New construction vs retrofit: which territory to chase first
A short and opinionated guide to the most consequential strategic decision a new integrator makes in their first eighteen months.
Every couple of months a new integrator owner asks me which type of work to chase. New construction or retrofit. The honest answer is both, eventually. The more useful answer, for the first 18 months, is one. Almost never both. The teams that try to do both early end up doing neither well, because the muscles are genuinely different.
New construction: the cycle
Long lead, lower competition, larger ticket. You catch the project at permit stage. You sell the spec in months, not weeks. You install during construction, which is messier but cheaper per camera.

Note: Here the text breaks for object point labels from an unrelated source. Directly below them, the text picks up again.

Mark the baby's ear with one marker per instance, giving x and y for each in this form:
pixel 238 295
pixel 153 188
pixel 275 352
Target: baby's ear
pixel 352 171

The customer signs a multi year service contract. The downside is that the cycle is unforgiving. Miss the spec window by three weeks and you are not on the bid list.
Retrofit: the cycle
Short lead, higher competition, smaller average ticket. The buyer is reacting to a specific problem. An incident, a renewal, a budget cycle. You sell on responsiveness and price more than you do on partnership. Margins are typically thinner, but volume is higher, and the deal can close in three to six weeks instead of three to six months.
How to pick
- Pick new construction if your team has the patience for a six month cycle and the discipline to track permits weekly
- Pick retrofit if your team is closer to a service company in DNA and has the install bandwidth for higher volume of small jobs
- Pick new construction if your geography has a strong commercial development pipeline
- Pick retrofit if your geography is mostly mature commercial inventory with annual budget cycles
What changes when you pick
Your signals change. Your messaging changes. Your sales calendar changes. Your hiring profile changes. The reps who close new construction are different humans from the reps who close retrofit. The mistake every owner makes is trying to hire one rep for both. We have stopped recommending that combination entirely.
The lane you pick first becomes the lane your brand is known for in the territory. That reputation calcifies in 18 months. Pick deliberately.
“Both work. Both pay. Both build a real business. But the first 18 months belong to one of them, not both.”